The Idemix card features a revocation mechanism. A card can be revoked by including its secret key in a revocation list. But the secret key is generated in the card when the card is “set up”, and it is not known to the party that sets up the card, nor to the issuers of credentials to the card, nor to the user who owns the card. The secret key can only be obtained by breaching the tamper pretection of the card, hence can only become known to an adversary. So the revocation feature seems useless.

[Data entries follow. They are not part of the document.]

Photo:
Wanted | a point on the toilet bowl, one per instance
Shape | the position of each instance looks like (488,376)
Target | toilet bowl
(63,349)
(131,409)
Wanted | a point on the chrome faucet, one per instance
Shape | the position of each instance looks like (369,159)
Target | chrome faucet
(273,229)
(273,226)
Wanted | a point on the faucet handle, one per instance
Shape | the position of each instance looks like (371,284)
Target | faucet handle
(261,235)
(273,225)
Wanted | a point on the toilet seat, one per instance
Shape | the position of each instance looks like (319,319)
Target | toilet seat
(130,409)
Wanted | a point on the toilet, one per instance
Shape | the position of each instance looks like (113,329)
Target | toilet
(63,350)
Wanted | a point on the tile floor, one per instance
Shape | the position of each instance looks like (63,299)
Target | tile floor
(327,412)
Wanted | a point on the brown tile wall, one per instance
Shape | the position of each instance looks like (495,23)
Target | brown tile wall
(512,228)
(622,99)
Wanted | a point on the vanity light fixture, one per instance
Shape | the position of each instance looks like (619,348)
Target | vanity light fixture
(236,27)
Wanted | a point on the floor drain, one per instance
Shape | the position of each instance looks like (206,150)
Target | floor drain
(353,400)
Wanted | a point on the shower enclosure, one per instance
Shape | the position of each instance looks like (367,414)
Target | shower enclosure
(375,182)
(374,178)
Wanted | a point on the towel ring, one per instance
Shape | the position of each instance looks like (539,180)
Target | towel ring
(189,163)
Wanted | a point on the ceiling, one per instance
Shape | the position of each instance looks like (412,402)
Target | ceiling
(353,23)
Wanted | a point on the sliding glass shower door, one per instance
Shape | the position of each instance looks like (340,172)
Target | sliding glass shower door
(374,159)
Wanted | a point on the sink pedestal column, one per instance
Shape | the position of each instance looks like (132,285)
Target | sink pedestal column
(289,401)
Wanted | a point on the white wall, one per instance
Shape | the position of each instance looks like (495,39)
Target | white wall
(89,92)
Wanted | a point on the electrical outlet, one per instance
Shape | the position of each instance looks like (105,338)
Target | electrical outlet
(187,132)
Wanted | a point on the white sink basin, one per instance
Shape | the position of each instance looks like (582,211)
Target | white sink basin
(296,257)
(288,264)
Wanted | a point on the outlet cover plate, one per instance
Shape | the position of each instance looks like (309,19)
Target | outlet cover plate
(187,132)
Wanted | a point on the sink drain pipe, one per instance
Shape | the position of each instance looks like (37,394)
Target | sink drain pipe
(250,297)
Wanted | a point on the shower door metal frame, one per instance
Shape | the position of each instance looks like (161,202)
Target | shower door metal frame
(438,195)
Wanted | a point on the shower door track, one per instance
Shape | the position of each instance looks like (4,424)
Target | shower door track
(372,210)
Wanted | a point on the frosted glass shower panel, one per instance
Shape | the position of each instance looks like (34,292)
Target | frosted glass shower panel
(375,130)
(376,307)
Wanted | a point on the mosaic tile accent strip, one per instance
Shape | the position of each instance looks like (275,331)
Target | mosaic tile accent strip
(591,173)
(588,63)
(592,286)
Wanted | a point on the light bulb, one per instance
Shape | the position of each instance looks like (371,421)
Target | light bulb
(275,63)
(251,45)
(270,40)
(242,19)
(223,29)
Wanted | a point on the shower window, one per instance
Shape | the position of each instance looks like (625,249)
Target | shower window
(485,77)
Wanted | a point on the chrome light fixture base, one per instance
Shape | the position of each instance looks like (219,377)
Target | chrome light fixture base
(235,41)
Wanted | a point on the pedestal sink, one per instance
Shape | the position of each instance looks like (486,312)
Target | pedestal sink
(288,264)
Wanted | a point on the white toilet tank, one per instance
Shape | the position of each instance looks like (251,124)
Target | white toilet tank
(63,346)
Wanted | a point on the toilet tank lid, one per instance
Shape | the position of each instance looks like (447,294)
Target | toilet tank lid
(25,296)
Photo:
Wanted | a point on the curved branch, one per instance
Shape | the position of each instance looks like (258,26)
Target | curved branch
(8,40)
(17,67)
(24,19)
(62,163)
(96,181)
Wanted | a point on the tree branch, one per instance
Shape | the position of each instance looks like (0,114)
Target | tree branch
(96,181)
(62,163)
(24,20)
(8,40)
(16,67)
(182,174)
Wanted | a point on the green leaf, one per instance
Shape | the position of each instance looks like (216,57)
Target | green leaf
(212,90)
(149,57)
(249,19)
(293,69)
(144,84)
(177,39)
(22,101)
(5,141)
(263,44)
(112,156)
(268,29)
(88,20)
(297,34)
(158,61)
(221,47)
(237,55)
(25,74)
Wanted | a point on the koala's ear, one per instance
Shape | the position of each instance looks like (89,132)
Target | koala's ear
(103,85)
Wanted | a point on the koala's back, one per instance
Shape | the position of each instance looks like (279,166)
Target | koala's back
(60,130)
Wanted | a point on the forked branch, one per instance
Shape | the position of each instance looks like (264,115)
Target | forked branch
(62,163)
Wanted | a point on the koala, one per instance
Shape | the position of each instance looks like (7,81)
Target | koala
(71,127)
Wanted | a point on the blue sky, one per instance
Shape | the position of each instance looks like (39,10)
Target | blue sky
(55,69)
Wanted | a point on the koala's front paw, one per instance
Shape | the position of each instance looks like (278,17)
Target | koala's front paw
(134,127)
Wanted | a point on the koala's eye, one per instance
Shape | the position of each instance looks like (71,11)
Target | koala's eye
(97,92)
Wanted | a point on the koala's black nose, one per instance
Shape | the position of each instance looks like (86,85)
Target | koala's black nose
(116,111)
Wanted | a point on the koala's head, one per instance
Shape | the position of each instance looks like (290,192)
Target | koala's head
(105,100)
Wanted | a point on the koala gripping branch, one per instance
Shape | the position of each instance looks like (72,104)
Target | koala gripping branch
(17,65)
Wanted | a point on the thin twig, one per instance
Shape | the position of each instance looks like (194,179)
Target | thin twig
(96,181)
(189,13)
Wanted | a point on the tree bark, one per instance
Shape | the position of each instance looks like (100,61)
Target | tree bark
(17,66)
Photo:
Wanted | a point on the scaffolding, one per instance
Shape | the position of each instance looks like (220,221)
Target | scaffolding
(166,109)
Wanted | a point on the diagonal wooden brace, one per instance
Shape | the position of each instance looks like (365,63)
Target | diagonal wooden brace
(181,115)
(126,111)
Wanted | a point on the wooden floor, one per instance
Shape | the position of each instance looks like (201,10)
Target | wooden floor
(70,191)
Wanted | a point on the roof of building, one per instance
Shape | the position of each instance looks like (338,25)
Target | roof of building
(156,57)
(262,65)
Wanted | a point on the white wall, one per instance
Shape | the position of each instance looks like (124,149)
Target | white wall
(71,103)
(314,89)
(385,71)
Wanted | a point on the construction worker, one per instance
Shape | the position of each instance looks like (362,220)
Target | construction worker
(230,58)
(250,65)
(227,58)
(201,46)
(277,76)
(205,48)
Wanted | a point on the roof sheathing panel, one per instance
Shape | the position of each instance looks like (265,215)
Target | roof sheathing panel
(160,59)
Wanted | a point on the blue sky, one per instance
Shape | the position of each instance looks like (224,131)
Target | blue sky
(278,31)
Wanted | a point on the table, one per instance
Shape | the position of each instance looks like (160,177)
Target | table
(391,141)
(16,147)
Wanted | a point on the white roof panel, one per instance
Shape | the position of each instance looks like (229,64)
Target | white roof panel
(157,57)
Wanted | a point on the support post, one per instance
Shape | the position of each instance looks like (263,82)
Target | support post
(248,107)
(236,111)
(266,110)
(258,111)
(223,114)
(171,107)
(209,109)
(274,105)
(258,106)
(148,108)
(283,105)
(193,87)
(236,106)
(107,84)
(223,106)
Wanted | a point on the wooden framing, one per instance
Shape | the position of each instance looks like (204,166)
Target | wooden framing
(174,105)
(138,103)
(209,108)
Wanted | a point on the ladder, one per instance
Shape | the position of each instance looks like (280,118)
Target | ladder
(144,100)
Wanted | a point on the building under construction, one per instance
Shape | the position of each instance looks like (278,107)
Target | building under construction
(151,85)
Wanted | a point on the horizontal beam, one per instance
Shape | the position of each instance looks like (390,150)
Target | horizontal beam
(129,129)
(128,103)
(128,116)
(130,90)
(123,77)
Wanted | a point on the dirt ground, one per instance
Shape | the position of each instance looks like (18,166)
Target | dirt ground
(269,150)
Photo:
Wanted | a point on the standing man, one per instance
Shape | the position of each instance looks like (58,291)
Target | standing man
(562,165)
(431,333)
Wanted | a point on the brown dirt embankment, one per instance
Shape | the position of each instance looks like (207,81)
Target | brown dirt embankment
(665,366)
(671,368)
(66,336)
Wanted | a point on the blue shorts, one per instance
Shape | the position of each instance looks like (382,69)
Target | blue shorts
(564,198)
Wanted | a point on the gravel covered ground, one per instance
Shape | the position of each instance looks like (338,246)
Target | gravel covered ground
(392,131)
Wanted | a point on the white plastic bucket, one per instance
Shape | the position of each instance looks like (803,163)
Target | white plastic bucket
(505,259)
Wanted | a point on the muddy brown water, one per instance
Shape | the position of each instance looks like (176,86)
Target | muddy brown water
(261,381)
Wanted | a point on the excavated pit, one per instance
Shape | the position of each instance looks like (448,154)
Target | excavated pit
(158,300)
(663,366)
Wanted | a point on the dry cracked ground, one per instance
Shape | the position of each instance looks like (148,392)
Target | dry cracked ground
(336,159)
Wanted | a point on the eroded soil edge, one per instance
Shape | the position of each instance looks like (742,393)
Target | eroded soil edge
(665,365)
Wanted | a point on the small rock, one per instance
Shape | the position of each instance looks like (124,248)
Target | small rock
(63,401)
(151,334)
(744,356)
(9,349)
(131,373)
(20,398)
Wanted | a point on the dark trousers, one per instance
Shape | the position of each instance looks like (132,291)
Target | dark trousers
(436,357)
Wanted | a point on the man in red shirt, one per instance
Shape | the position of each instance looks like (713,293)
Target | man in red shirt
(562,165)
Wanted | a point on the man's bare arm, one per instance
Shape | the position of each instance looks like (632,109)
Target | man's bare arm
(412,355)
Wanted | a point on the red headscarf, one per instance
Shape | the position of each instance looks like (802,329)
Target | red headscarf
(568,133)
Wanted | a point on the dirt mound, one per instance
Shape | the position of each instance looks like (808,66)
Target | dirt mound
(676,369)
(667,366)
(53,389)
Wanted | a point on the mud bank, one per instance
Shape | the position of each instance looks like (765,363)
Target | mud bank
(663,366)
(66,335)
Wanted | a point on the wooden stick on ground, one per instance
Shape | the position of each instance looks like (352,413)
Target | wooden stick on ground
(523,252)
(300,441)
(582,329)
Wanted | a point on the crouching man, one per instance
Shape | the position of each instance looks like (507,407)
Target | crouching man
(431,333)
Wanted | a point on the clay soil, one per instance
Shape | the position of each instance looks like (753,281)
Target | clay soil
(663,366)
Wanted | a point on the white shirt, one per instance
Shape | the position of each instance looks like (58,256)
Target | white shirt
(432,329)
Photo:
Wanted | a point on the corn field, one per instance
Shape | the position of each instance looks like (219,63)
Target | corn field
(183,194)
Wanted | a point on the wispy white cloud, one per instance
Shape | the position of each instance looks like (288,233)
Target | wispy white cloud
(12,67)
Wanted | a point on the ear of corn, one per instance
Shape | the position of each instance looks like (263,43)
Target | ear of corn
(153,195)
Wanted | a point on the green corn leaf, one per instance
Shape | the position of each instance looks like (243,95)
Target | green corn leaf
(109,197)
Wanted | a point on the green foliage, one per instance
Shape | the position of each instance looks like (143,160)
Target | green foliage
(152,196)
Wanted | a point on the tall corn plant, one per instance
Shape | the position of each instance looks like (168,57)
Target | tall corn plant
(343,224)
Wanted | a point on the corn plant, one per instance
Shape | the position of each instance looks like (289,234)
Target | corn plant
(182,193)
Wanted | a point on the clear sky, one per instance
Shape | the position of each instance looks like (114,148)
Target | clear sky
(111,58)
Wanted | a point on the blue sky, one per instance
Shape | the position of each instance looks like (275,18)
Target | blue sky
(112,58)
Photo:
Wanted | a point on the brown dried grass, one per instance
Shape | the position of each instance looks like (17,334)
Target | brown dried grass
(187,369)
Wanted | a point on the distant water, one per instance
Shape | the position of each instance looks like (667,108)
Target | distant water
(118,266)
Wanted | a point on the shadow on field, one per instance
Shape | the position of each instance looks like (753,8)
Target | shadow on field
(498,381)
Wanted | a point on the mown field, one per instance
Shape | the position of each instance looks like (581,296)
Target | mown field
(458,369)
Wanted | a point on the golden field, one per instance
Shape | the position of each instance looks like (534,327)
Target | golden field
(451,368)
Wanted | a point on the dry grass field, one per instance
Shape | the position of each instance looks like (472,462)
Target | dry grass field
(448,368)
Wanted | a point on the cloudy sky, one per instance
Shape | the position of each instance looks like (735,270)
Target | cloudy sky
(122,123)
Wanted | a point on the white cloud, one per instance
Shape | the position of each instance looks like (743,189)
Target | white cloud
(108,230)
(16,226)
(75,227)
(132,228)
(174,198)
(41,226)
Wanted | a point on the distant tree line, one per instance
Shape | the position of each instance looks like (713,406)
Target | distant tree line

Where does the peculiar idea of listing secret keys in a revocation list come from? It turns out that the cryptographic system of the Idemix card is derived from the cryptographic system of [7] which was designed for media copyright protection, e.g. to authenticate the Trusted Platform Module (TPM) in a DVD player before downloading a protected movie to the player. Apparently hackers extract secret keys of TPMs and publish them on the Web. Copyright owners find those secret keys and blacklist them. Blacklisting secret keys makes sense for copyright protection, but not as a revocation technique for smart cards.

Coming Next…

After reading this post and the previous post, you may be thinking whether privacy-enhanced technologies are really a good idea. I will try to answer that question in the next post.

References

[1] IBM Research, Zurich. Specification of the Identity Mixer Cryptographic Library Version 2.3.1. December 7, 2010. Available at http://www.zurich.ibm.com/~pbi/identityMixer_gettingStarted/ProtocolSpecification_2-3-2.pdf .
 
[2] Jan Camenisch and Els Van Herreweghen. Design and Implementation of the Idemix Anonymous Credential System. In Proceedings of the 9th ACM conference on Computer and Communications Security. 2002.
 
[3] J. Camenisch and A. Lysyanskaya. Efficient Non-Transferable Anonymous Multi-Show Credential System with Optional Anonymity Revocation. In Theory and Application of Cryptographic Techniques, EUROCRYPT, 2001.
 
[4] The White House. National Strategy for Trusted Identities in Cyberspace. April 2011. Available at http://www.whitehouse.gov/sites/default/files/rss_viewer/NSTICstrategy_041511.pdf.
 
[5] Howard A. Schmidt. The National Strategy for Trusted Identities in Cyberspace and Your Privacy. April 26, 2011. White House blog post, available at http://www.whitehouse.gov/blog/2011/04/26/national-strategy-trusted-identities-cyberspace-and-your-privacy.
 
[6] P. Bichsel, J. Camenisch, T. Groß and V. Shoup. Anonymous Credentials on a Standard Java Card. In ACM Conference on Computer and Communications Security, 2009.
 
[7] E. Brickell, J. Camenisch and L. Chen. Direct anonymous attestation. In Proceedings of the 11th ACM conference on Computer and Communications Security, 2004.